Some drugs did the trick, others didn’t, and still others gave me some horrific side-effects. I’ve had allergy and cold medicines that gave me kidney and bladder infections. I had the worst stomach pain I’ve ever had after taking the prescription strength Naproxen. I didn’t go to the bathroom for more than a week after taking Hydrocodone. Percocet made me run into walls and have double vision. Several different antibiotics upset my stomach, and one gave me a terrible case of esophageal spasms—I couldn’t even eat! One brand of birth control pills made the blood vessels in my eyes burst and hurt like the dickens. A medicine that I took for over-active bladder actually made it where I couldn’t use the bathroom when I needed to! Seriously, folks—which is worse? My pulmonologist told me I needed to get an eye exam at least every 6 months while I was taking asthma steroids because they cause glaucoma. Thankfully, my eyes are OK, but wow. This is where I began to wonder if being so friendly with medications has been such a good thing for me and my body.
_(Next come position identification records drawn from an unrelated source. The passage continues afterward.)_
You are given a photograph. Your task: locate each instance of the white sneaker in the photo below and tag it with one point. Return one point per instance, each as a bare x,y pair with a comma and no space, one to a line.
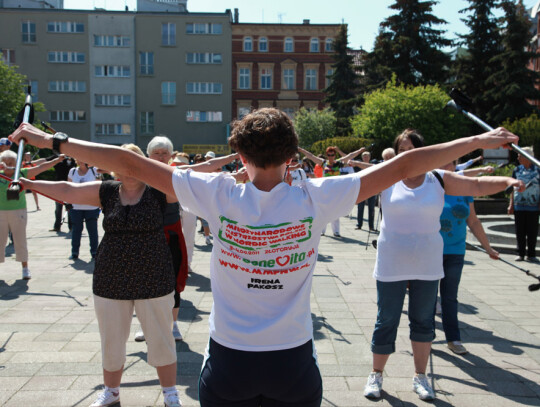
26,274
176,332
373,386
139,336
106,398
172,400
422,387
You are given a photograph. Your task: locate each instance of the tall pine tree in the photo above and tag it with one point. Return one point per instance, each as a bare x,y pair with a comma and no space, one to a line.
409,46
473,67
513,84
341,92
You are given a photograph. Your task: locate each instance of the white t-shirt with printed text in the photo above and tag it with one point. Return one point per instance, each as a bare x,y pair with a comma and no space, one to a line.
264,253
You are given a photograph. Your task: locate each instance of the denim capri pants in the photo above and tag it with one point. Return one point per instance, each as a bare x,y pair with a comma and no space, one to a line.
390,298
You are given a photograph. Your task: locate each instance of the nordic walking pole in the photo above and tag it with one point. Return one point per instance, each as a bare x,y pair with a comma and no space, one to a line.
26,115
459,100
532,287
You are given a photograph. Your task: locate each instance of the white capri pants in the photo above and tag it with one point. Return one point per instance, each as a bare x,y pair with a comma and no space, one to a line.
14,220
114,319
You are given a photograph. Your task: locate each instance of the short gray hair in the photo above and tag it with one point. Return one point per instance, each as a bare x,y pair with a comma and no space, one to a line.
158,142
7,155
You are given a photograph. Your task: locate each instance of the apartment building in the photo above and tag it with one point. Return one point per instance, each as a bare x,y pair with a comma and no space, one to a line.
123,76
280,65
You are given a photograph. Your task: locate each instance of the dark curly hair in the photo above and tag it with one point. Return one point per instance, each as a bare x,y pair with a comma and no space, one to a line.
264,137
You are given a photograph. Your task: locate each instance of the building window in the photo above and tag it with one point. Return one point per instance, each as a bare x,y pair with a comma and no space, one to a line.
266,78
203,88
111,41
248,44
112,100
65,27
204,28
168,34
146,63
8,56
67,86
288,45
203,58
288,78
263,44
314,45
244,78
107,129
168,93
28,32
311,79
243,111
147,122
197,116
113,71
329,45
329,74
65,57
67,116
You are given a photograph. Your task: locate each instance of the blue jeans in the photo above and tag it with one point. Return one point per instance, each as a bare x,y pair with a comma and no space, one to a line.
453,266
77,218
390,298
371,213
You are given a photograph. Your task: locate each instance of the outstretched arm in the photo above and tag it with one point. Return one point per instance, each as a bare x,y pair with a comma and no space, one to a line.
311,156
82,194
116,159
420,160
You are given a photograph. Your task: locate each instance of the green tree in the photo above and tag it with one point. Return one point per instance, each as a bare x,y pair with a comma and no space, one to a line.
473,67
341,93
409,46
12,97
513,84
314,125
387,112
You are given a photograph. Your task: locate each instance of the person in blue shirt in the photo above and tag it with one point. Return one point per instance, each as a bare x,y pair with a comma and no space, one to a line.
525,207
457,214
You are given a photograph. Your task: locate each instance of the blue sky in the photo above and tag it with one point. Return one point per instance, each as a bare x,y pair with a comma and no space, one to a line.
362,16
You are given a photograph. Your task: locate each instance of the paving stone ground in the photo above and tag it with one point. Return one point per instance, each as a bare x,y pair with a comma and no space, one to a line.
50,350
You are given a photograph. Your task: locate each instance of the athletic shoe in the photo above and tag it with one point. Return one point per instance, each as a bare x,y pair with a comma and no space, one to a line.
139,336
26,274
172,400
106,398
373,386
176,332
422,387
457,347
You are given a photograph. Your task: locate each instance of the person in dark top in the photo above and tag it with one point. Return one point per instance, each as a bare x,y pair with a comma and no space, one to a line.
61,172
133,271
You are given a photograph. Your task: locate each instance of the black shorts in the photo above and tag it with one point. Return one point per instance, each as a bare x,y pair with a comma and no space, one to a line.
282,378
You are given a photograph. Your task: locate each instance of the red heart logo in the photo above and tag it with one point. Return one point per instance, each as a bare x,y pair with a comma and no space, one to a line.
282,262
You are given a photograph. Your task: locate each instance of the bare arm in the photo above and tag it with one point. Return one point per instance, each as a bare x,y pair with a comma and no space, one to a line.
116,159
312,157
214,164
478,231
420,160
455,184
82,194
33,171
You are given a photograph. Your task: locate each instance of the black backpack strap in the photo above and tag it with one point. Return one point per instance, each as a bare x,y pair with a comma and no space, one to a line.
439,178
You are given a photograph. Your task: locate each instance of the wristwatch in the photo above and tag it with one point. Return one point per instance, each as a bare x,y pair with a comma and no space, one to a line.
58,139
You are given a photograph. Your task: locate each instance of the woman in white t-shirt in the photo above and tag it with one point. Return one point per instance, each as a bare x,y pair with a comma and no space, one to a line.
81,214
410,253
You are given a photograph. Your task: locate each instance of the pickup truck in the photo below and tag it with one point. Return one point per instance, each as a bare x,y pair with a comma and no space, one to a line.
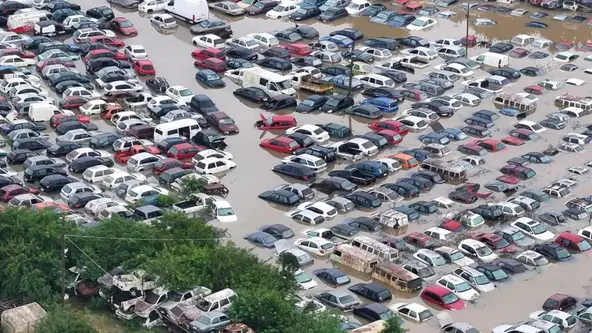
326,234
347,151
193,205
305,81
485,85
137,102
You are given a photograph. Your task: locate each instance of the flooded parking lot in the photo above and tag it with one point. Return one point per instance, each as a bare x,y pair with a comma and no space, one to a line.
512,301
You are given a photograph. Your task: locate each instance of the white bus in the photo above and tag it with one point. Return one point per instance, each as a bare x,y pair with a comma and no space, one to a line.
186,128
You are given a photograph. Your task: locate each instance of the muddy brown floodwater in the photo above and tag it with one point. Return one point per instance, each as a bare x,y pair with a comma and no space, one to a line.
512,301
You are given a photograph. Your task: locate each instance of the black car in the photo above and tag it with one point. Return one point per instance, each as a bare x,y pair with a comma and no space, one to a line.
311,103
261,7
31,144
491,213
54,183
278,231
553,251
35,173
337,103
242,53
101,12
355,176
373,312
295,170
79,200
281,197
327,154
334,183
332,276
332,14
363,199
493,272
62,148
279,102
305,13
102,140
83,163
19,156
252,94
372,291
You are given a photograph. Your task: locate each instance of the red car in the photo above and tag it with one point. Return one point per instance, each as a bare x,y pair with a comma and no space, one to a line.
20,53
72,102
222,122
572,242
203,54
392,137
491,145
281,144
508,179
512,141
298,49
496,242
442,297
452,225
109,41
103,53
144,67
169,163
392,125
61,118
214,64
10,191
53,61
183,151
123,26
418,239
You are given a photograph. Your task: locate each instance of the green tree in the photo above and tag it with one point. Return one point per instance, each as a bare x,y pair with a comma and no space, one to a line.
64,321
393,325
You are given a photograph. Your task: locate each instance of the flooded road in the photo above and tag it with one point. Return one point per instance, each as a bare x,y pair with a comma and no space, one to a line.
513,301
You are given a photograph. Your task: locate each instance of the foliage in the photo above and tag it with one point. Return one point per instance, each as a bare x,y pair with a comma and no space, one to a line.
30,254
394,326
64,321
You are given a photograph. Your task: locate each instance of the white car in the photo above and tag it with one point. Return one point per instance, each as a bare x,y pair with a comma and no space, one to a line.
412,311
317,134
214,165
181,94
461,288
121,87
326,210
564,319
533,229
281,11
16,61
315,245
314,163
149,6
476,249
207,41
421,23
135,52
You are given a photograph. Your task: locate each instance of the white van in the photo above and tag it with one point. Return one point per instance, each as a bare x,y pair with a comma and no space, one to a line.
186,128
492,59
272,83
24,22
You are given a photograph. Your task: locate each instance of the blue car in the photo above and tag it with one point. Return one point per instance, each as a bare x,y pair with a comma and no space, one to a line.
384,16
453,134
439,137
209,78
339,40
384,104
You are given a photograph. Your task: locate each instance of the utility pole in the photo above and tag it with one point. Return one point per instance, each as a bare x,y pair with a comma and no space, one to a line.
351,77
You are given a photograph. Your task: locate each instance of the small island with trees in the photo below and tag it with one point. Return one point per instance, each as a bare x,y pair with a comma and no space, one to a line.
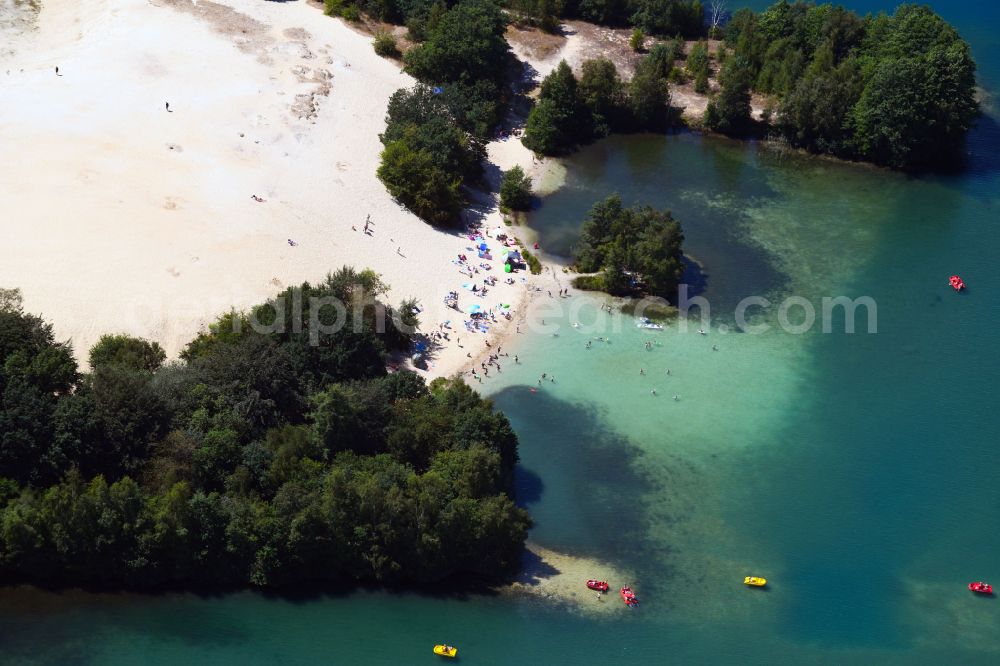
630,251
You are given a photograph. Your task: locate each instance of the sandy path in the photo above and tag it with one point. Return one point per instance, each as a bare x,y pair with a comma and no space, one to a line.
122,217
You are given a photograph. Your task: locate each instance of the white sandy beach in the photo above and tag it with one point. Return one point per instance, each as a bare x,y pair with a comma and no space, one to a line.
121,217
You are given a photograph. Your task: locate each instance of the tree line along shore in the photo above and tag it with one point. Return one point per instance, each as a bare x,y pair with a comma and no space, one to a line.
896,90
258,459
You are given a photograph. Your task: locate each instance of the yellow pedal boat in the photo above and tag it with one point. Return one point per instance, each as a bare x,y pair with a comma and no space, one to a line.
446,651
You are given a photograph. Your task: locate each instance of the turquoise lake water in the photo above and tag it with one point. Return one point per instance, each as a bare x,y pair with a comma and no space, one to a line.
857,472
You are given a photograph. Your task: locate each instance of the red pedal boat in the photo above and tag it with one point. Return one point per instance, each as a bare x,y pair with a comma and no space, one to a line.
628,596
599,585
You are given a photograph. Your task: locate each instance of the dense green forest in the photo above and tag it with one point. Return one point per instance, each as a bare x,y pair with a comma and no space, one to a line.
896,90
435,131
633,251
266,459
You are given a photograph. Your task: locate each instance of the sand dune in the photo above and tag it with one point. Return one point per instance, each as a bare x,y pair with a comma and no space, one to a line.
119,216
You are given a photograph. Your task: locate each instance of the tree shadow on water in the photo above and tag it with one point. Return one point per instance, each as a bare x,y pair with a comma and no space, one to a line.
582,481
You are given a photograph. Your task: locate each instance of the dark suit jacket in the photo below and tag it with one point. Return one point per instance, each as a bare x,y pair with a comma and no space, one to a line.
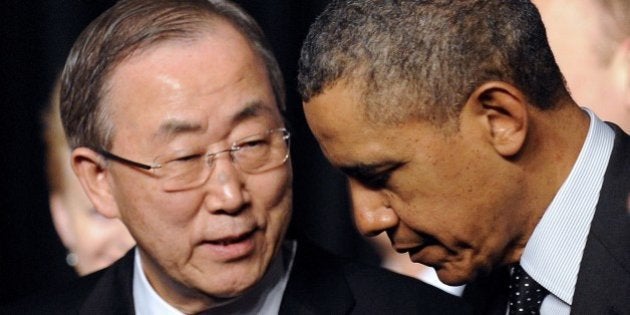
603,284
319,284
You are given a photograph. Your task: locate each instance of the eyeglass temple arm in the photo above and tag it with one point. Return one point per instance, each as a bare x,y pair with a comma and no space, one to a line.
117,158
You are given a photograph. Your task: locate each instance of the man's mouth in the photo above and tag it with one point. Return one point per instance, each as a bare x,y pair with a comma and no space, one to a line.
232,239
231,248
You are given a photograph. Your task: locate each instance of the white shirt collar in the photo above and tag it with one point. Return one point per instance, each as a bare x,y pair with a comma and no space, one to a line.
264,298
553,253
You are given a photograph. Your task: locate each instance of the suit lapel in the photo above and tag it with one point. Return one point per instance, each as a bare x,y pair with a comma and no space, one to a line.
603,282
113,293
317,285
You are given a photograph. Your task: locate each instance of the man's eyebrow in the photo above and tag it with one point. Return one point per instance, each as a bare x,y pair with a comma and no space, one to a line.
172,127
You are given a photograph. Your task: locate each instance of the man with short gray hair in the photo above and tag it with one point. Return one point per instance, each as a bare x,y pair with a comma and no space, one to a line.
173,111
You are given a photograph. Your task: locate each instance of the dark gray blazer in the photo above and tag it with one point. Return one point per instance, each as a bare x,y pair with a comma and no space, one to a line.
319,283
603,284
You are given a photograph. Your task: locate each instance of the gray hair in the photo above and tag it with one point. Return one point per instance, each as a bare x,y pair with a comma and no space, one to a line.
131,26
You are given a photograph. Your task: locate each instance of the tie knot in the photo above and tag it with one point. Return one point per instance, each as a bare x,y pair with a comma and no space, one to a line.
526,295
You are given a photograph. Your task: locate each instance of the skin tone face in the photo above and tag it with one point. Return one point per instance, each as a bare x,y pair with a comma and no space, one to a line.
437,195
205,245
602,83
96,240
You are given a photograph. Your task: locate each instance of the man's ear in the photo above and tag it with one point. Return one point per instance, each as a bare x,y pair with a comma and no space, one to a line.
62,220
502,110
94,177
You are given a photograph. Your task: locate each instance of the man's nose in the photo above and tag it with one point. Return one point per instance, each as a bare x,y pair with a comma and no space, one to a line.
372,212
225,188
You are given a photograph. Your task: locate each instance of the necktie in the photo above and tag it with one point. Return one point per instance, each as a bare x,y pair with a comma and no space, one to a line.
526,295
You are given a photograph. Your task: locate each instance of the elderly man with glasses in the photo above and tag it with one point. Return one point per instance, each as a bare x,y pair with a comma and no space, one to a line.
173,111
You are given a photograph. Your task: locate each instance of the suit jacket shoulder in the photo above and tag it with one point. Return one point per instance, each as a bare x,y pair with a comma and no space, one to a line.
603,285
108,291
321,283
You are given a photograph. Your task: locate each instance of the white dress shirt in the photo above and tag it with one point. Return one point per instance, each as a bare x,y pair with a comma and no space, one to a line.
553,253
264,298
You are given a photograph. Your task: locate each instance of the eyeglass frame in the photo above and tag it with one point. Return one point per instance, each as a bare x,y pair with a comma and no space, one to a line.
208,156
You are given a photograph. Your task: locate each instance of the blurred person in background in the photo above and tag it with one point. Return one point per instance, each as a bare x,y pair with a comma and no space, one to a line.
591,42
93,241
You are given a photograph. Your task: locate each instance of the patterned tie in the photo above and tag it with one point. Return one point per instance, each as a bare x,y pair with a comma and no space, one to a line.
526,295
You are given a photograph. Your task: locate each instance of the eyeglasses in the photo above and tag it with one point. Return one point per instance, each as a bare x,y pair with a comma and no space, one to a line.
253,155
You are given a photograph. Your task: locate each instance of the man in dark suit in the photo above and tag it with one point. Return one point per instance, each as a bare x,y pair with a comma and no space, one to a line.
173,111
461,142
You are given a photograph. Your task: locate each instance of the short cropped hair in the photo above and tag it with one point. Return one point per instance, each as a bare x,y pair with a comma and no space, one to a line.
129,27
422,59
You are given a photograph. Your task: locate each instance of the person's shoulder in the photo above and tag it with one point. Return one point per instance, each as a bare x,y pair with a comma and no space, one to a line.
65,298
375,288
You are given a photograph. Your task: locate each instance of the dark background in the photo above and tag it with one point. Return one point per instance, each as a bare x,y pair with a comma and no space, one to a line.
36,36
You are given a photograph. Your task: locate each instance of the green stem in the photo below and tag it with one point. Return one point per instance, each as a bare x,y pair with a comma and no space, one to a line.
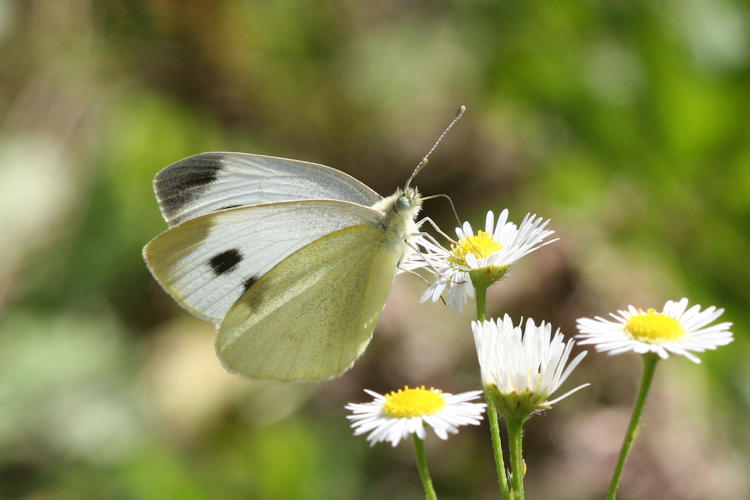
649,365
515,437
497,447
497,444
481,303
424,474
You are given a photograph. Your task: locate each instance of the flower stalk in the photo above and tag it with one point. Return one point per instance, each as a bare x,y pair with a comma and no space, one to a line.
647,376
424,473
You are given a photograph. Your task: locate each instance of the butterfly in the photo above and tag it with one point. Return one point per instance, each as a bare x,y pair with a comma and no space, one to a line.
292,260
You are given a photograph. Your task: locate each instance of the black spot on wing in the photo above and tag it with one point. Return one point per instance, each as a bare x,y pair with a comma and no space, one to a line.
225,262
183,181
250,282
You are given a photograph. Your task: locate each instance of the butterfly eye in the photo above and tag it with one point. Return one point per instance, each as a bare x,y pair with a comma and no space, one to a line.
403,203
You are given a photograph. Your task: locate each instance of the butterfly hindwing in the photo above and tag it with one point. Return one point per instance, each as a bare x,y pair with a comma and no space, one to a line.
312,315
208,182
208,262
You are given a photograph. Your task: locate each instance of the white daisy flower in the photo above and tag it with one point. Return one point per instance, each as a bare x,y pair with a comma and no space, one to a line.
399,413
521,368
490,253
676,329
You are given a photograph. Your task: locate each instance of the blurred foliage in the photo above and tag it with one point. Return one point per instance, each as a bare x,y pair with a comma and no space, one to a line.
624,122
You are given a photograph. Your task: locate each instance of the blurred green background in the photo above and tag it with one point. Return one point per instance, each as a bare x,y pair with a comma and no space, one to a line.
625,122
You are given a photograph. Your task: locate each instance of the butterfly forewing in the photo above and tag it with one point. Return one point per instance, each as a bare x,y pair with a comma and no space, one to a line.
312,315
208,182
208,262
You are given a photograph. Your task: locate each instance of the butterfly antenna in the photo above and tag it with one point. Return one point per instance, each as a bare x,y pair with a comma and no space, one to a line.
426,158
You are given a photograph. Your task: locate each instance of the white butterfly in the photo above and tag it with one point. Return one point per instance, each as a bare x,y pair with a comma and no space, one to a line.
295,260
292,260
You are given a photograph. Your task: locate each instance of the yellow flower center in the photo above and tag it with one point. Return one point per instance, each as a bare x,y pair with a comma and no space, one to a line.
482,245
413,402
653,327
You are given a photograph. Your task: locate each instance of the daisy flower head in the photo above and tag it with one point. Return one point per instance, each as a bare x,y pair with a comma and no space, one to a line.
400,413
481,258
676,330
522,367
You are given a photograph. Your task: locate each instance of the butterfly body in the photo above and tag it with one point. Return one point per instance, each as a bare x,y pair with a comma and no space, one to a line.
292,260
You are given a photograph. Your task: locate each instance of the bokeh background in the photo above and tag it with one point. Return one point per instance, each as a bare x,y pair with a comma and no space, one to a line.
625,122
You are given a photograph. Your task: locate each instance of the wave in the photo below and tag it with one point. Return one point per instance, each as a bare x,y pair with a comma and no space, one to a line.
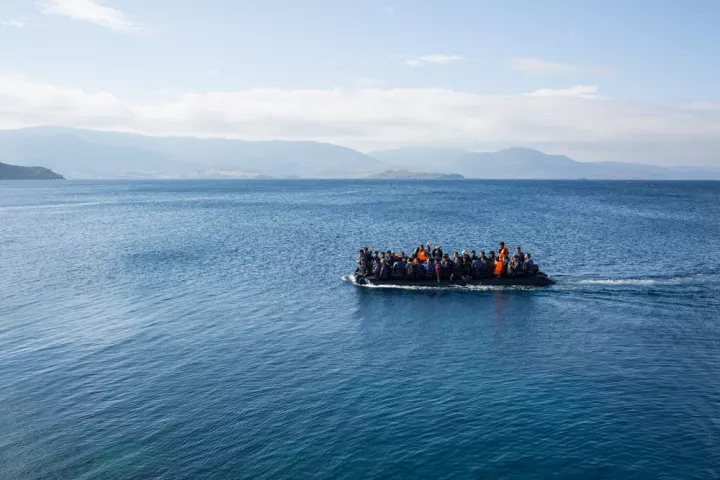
623,281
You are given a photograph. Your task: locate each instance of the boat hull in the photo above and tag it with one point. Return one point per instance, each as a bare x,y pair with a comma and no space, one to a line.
539,280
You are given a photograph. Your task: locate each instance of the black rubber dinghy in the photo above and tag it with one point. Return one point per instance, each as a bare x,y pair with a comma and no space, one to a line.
537,280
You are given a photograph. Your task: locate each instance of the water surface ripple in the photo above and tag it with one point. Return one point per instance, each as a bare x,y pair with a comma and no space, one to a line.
206,329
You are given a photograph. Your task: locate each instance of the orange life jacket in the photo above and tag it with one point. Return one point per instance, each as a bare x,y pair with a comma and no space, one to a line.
498,268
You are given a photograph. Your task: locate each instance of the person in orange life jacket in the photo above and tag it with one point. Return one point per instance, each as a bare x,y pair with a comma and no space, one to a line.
421,270
399,268
377,265
364,269
466,265
411,269
503,251
385,269
422,253
499,266
528,265
443,268
430,271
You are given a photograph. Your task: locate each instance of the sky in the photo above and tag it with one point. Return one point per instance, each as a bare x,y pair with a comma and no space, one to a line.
629,81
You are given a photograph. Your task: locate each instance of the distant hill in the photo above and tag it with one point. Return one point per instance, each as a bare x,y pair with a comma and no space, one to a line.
526,163
420,159
95,154
13,172
406,174
80,153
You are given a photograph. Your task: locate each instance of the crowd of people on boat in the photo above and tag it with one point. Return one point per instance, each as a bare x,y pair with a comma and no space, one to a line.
434,264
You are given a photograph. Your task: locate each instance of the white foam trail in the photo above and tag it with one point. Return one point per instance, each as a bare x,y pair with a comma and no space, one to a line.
626,281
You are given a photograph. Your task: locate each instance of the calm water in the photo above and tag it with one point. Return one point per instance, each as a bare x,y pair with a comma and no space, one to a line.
203,330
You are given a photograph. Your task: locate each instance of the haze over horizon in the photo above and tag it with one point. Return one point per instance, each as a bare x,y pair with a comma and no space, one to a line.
597,82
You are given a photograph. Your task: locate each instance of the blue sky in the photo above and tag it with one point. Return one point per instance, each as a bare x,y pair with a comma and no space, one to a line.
370,74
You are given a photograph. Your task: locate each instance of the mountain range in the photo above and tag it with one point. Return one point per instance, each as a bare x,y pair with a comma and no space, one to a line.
79,153
14,172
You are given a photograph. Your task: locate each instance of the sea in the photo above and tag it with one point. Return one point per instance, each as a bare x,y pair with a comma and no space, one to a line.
208,329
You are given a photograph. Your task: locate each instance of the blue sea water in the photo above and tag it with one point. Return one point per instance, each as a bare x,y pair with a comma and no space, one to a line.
205,329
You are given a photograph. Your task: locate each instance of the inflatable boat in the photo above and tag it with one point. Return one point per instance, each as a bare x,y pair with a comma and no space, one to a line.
537,280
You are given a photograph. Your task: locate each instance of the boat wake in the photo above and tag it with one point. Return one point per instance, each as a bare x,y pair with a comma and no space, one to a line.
567,283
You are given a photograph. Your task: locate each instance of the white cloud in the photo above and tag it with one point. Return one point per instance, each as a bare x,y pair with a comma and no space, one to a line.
436,59
14,23
576,91
536,66
573,121
92,11
366,82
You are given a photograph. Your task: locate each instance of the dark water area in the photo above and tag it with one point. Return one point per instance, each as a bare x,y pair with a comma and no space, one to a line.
204,329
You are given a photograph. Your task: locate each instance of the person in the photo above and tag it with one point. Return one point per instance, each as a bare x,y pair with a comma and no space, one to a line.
377,265
448,268
430,271
503,252
385,269
422,253
364,269
456,268
421,270
529,266
513,267
399,268
489,265
443,269
477,267
499,266
411,269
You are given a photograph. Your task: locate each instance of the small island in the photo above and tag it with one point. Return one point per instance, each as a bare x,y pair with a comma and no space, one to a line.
14,172
406,174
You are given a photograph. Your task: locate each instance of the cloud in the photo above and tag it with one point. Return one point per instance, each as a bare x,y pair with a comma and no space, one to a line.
536,66
573,121
92,11
540,67
27,103
14,23
576,91
366,82
436,59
In spite of all the negative side effects I had experienced from so many medications, I continued to rely on pharmaceuticals for my health issues. Quite honestly, I didn’t think I had any other choice. I was dealing with things like thyroid disease, debilitating nasal allergies and asthma, and I had been told that the only way to treat them was by taking drugs for the rest of my life. I was certainly not offered any suggestions as far as alternatives. I didn’t even know there were alternatives out there. It made me sad to think about it, but I resigned myself to be tied to these drugs until I died. I think most people who have chronic health issues have resigned themselves to that same fate with regard to the medications they have been prescribed.